US 12,266,096 B2
Systems and methods for processing images of slides to infer biomarkers
Supriya Kapur, New York, NY (US); Ran Godrich, New York, NY (US); Christopher Kanan, Rochester, NY (US); Thomas Fuchs, New York, NY (US); and Leo Grady, Darien, CT (US)
Assigned to Paige.AI, Inc., New York, NY (US)
Filed by PAIGE.AI, Inc., New York, NY (US)
Filed on Sep. 9, 2020, as Appl. No. 17/016,048.
Claims priority of provisional application 62/897,734, filed on Sep. 9, 2019.
Prior Publication US 2021/0073986 A1, Mar. 11, 2021
Int. Cl. G06T 7/00 (2017.01); G06F 18/214 (2023.01); G06T 7/11 (2017.01); G06V 20/69 (2022.01); G16H 10/40 (2018.01); G16H 30/40 (2018.01); G16H 50/20 (2018.01)

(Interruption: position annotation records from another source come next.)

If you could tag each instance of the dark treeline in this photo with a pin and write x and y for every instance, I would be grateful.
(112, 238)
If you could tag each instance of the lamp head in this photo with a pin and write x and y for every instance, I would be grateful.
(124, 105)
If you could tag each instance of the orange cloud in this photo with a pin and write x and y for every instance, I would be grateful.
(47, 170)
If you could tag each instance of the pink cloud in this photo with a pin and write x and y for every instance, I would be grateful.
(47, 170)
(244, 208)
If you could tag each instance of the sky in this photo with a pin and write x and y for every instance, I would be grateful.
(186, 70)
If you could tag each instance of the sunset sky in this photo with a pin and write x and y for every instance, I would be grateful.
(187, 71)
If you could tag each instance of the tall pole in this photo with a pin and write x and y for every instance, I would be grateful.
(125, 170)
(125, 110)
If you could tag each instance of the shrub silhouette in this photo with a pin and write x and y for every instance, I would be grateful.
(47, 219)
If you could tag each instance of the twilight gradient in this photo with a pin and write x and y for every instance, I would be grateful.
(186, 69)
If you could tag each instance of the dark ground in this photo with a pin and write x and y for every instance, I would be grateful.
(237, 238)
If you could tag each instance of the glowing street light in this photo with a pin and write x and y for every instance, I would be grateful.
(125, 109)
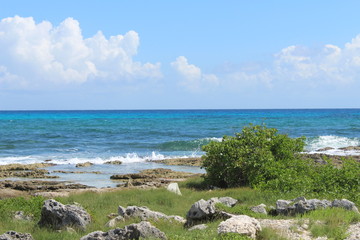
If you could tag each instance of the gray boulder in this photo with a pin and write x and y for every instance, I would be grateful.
(205, 210)
(201, 210)
(146, 214)
(311, 204)
(58, 216)
(20, 215)
(12, 235)
(301, 205)
(133, 231)
(174, 187)
(227, 201)
(241, 224)
(259, 209)
(346, 204)
(285, 207)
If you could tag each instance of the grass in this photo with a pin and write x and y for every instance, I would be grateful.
(99, 205)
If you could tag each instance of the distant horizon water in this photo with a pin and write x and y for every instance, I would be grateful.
(137, 137)
(74, 136)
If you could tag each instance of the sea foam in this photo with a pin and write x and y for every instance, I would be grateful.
(335, 142)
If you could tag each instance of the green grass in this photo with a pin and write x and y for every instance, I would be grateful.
(332, 223)
(99, 205)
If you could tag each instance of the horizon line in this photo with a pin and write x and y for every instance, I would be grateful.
(179, 109)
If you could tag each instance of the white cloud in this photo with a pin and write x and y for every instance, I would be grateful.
(37, 53)
(329, 65)
(192, 76)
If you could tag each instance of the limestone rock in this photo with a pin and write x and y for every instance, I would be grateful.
(240, 224)
(114, 221)
(58, 216)
(201, 210)
(20, 215)
(259, 209)
(174, 187)
(344, 203)
(301, 205)
(12, 235)
(146, 214)
(115, 162)
(85, 164)
(311, 204)
(227, 201)
(133, 231)
(198, 227)
(284, 207)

CPC G06T 7/0012 (2013.01) [G06F 18/214 (2023.01); G06T 7/11 (2017.01); G06V 20/695 (2022.01); G06V 20/698 (2022.01); G16H 10/40 (2018.01); G16H 30/40 (2018.01); G16H 50/20 (2018.01); G06T 2207/10056 (2013.01); G06T 2207/20081 (2013.01); G06T 2207/30024 (2013.01); G06V 2201/03 (2022.01)] 20 Claims
OG exemplary drawing
 
1. A computer-implemented method for analyzing an image corresponding to a specimen, the method comprising:
receiving a target electronic image corresponding to a target specimen, the target specimen comprising a tissue sample of a patient;
applying a first machine learning algorithm to the target electronic image to identify one or more salient regions of the target electronic image;
applying a second machine learning algorithm focusing on the one or more salient regions of the target electronic image to identify a region of interest of the target specimen and determine a numeric expression level of, category of, and a numeric probability that there is a presence of a biomarker in the region of interest of the target specimen, the biomarker comprising at least one from among an epithelial growth factor receptor (EGFR) biomarker and/or a DNA mismatch repair (MMR) deficiency biomarker, the second machine learning algorithm having been generated by processing a plurality of training images to predict whether a region of interest is present in the target electronic image, the training images comprising images of human tissue and/or images that are algorithmically generated; wherein determining the numeric expression level of the biomarker includes:
breaking the one or more salient regions of target electronic image into a plurality of tiles;
determining, by the second machine learning algorithm, the numeric expression level corresponding to a prediction for each tile to determine a plurality of tile predictions; and
aggregating the plurality of tile predictions into at least one part level numeric expression level prediction for sub-regions of the one or more salient regions, wherein the at least one part level numeric expression level prediction and prediction for each tile are fed into the second machine learning algorithm to determine the numeric expression level prediction; and
outputting the determined numeric expression level of, category of, and presence of the biomarker in the region of interest.